The board and those in attendance also heard about a new proposed asphalt plant off of Rainbow Trail Road. Radford Quarries recently submitted an application for a plant near N.C. 194 and Hardin Park Elementary School.
After listening to the pleas form residents, Commissioner John Welch asked about the process of a moratorium. Welch then asked if the two proposed asphalt plants would be grandfathered in because applications were submitted before any moratorium could be enacted.
“That’s a very difficult question to answer. It brings up very difficult legal parameters,” Austin Eggers of Eggers, Eggers, Eggers and Eggers Law Firm said, adding that any answer would probably be better left for closed session.
Chair Jimmy Hodges then said that the issue would be taken up later in closed session on Tuesday night.
“We’ll hopefully get back to you (those in attendance) with some answers. We just don’t know when. It’s a lot more involved than saying, ‘Yes. We are going to do a moratorium,’” Hodges said. “There are a lot of legal aspects we have to abide by that the county attorney alluded to. So it’s not a real simple thing to handle.”

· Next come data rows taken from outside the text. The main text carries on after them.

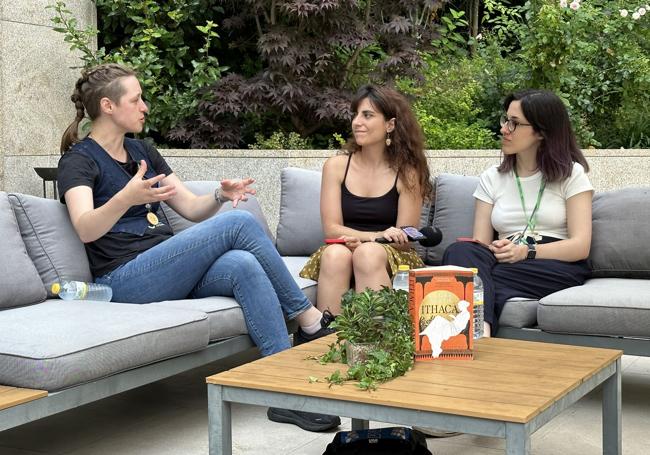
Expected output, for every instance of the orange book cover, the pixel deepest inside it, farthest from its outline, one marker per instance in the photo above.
(441, 306)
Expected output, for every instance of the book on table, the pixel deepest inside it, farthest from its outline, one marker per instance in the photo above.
(441, 306)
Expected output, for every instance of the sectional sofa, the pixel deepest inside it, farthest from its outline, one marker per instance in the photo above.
(84, 351)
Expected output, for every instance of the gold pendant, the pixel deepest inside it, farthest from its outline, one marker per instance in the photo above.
(152, 218)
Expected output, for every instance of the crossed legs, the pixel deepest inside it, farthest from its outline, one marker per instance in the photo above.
(367, 264)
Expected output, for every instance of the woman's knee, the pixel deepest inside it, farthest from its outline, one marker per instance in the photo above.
(336, 259)
(460, 251)
(369, 257)
(240, 263)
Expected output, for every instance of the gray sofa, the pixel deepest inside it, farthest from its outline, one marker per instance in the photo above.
(610, 310)
(82, 351)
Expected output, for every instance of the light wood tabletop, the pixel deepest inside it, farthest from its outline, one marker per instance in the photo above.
(508, 380)
(12, 396)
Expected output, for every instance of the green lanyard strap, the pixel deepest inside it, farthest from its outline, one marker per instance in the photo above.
(531, 220)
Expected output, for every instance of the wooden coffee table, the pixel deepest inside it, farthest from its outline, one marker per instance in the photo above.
(510, 390)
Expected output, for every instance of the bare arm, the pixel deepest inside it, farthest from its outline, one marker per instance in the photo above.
(483, 230)
(199, 208)
(577, 246)
(409, 210)
(91, 223)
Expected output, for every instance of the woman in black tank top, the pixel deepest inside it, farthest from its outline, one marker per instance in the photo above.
(377, 184)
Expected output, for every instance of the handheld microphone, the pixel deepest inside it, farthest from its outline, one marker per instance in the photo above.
(428, 236)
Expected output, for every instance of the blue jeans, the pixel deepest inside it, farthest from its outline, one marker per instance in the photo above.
(226, 255)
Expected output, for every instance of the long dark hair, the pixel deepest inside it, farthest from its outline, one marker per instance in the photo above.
(548, 116)
(406, 151)
(94, 84)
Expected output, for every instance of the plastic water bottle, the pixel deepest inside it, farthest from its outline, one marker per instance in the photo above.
(401, 278)
(80, 290)
(479, 309)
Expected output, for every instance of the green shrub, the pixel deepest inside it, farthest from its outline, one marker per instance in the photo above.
(597, 59)
(162, 42)
(281, 141)
(447, 105)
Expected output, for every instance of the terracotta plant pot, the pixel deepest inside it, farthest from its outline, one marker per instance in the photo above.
(357, 353)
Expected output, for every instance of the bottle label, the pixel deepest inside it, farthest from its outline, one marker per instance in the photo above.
(83, 290)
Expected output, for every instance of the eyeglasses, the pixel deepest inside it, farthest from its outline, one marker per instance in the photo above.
(511, 124)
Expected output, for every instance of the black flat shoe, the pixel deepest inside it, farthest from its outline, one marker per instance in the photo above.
(306, 420)
(301, 337)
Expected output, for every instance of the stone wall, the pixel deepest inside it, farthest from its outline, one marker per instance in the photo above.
(36, 80)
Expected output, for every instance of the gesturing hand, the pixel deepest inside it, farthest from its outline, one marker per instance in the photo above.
(237, 189)
(142, 191)
(506, 251)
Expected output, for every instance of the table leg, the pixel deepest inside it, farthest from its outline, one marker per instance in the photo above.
(219, 422)
(612, 422)
(359, 424)
(517, 439)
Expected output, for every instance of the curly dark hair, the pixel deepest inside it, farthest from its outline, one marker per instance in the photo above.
(406, 151)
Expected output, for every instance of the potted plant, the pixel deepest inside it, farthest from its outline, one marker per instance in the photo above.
(374, 336)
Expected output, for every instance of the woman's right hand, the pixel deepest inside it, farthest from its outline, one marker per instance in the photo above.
(143, 191)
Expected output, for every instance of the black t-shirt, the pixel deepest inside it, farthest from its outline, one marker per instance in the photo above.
(113, 248)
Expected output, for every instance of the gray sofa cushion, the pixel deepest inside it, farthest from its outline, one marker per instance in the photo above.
(602, 306)
(620, 239)
(178, 223)
(519, 312)
(299, 227)
(453, 212)
(58, 344)
(225, 317)
(51, 241)
(19, 280)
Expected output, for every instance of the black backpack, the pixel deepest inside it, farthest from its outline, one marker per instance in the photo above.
(379, 441)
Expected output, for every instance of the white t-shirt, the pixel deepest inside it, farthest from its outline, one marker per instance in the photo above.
(500, 190)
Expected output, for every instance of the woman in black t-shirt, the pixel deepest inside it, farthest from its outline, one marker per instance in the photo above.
(112, 186)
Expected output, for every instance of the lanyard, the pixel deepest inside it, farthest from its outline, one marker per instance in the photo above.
(530, 221)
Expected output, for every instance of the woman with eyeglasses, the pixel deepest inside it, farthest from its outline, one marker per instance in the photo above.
(538, 200)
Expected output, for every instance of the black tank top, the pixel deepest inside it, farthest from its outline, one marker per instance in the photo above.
(368, 213)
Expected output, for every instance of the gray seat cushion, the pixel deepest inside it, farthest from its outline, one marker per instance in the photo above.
(299, 230)
(225, 317)
(519, 312)
(620, 234)
(51, 241)
(58, 344)
(20, 283)
(178, 223)
(602, 306)
(453, 212)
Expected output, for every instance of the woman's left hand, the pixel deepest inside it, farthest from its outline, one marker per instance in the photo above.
(506, 251)
(395, 235)
(237, 189)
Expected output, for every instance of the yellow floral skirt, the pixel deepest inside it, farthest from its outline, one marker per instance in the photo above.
(311, 270)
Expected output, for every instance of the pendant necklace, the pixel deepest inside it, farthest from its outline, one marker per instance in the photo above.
(152, 218)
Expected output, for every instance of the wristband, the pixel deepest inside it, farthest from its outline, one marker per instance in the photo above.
(220, 197)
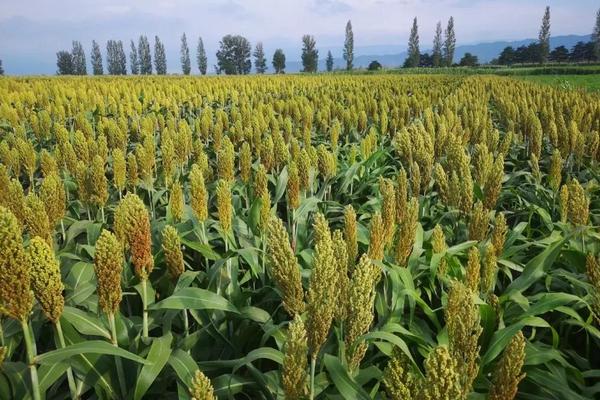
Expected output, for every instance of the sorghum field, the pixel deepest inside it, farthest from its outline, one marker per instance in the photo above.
(328, 237)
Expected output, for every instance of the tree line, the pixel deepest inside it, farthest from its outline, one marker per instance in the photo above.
(235, 55)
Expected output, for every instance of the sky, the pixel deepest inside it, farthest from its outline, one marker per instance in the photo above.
(32, 31)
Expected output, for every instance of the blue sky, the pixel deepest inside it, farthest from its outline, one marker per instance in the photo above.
(31, 31)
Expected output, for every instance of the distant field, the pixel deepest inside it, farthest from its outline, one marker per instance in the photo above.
(589, 82)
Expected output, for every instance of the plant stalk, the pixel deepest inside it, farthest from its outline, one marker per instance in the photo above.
(70, 377)
(29, 345)
(118, 362)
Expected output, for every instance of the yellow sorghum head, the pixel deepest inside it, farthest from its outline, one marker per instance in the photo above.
(438, 244)
(176, 202)
(361, 298)
(119, 169)
(198, 193)
(463, 324)
(132, 171)
(245, 161)
(350, 235)
(52, 194)
(293, 375)
(442, 377)
(15, 296)
(564, 203)
(399, 382)
(377, 238)
(490, 269)
(322, 287)
(108, 264)
(45, 278)
(132, 227)
(97, 182)
(508, 373)
(579, 204)
(494, 185)
(293, 186)
(499, 233)
(406, 233)
(285, 268)
(224, 207)
(555, 173)
(341, 257)
(441, 181)
(473, 272)
(201, 388)
(478, 224)
(36, 219)
(226, 160)
(388, 208)
(171, 246)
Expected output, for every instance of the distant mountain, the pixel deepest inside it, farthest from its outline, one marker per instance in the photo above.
(393, 56)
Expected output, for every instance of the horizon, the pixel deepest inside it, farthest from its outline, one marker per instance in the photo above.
(32, 32)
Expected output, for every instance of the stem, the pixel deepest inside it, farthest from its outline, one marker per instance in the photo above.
(118, 362)
(145, 313)
(70, 378)
(313, 362)
(35, 387)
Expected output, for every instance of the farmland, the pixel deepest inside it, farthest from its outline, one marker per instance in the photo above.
(332, 236)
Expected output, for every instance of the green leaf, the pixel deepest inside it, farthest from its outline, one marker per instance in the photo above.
(194, 299)
(347, 387)
(92, 346)
(84, 322)
(184, 366)
(159, 354)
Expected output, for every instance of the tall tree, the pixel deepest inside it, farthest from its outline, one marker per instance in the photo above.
(329, 62)
(279, 61)
(449, 43)
(160, 58)
(186, 65)
(78, 58)
(310, 54)
(233, 56)
(145, 59)
(545, 36)
(260, 61)
(596, 37)
(349, 46)
(436, 53)
(64, 63)
(134, 61)
(201, 57)
(414, 55)
(96, 58)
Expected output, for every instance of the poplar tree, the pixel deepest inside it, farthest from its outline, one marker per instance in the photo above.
(201, 57)
(414, 56)
(78, 58)
(545, 37)
(186, 65)
(145, 59)
(260, 61)
(329, 62)
(96, 58)
(279, 61)
(134, 61)
(596, 37)
(349, 46)
(310, 54)
(436, 53)
(160, 59)
(449, 43)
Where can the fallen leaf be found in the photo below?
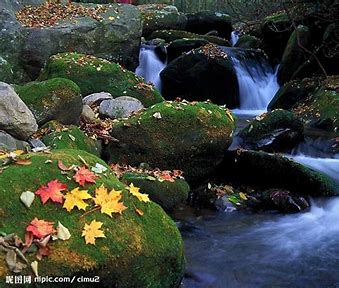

Hodges, the chair of the Watauga County Board of Commissioners added that he didn’t want to jump the gun on a moratorium and put the county in “jeopardy” with a potential lawsuit.
While the attorney spoke of the hurdles and complicated issue of instituting a moratorium, concerned citizens feel that the commissioners have a right to institute a moratorium immediately.
In May 2014, David Owens with the UNC School of Government penned an essay on moratoria:
“Any confusion in the case law regarding which process is to be followed in adoption is clarified by [state] statutes, which provide that if there is an imminent threat to public health and safety, the moratorium may be adopted without notice and hearing.”
Owens also cited that the courts upheld Ashe County imposing a one-year moratorium on asphalt plants and other polluting industries in a lawsuit between Tri-County Paving v. Ashe County in the early 2000s.
Residents that live near the proposed Maymead plant in Deep Gap, such as Leigh Ann Henion feel that health complications, such as increased cancer rates, imposed on residents that live near asphalt plants, are an “imminent threat” and warrant an immediate moratorium.
“Pollution in heavy density fog with inversion that would trap and make it easier to inhale toxins, industrial trucks pulling out on main thoroughfare, low regulation, cancer clusters—nearly every citizen commentary was a testimonial about why the proposed industry is an imminent threat to public health and safety. Also, it was stated that there is at least one required county permit that has not yet been issued,” Henion wrote in an email to High Country Press. “So, the question is, why would commissioners not attempt to protect citizens when there is precedent and special moratoria stipulations that empower local officials in situations that put public health at risk?”
The special meeting takes place at the Watauga County Administration Building at 5:30 p.m. on Monday, June 22.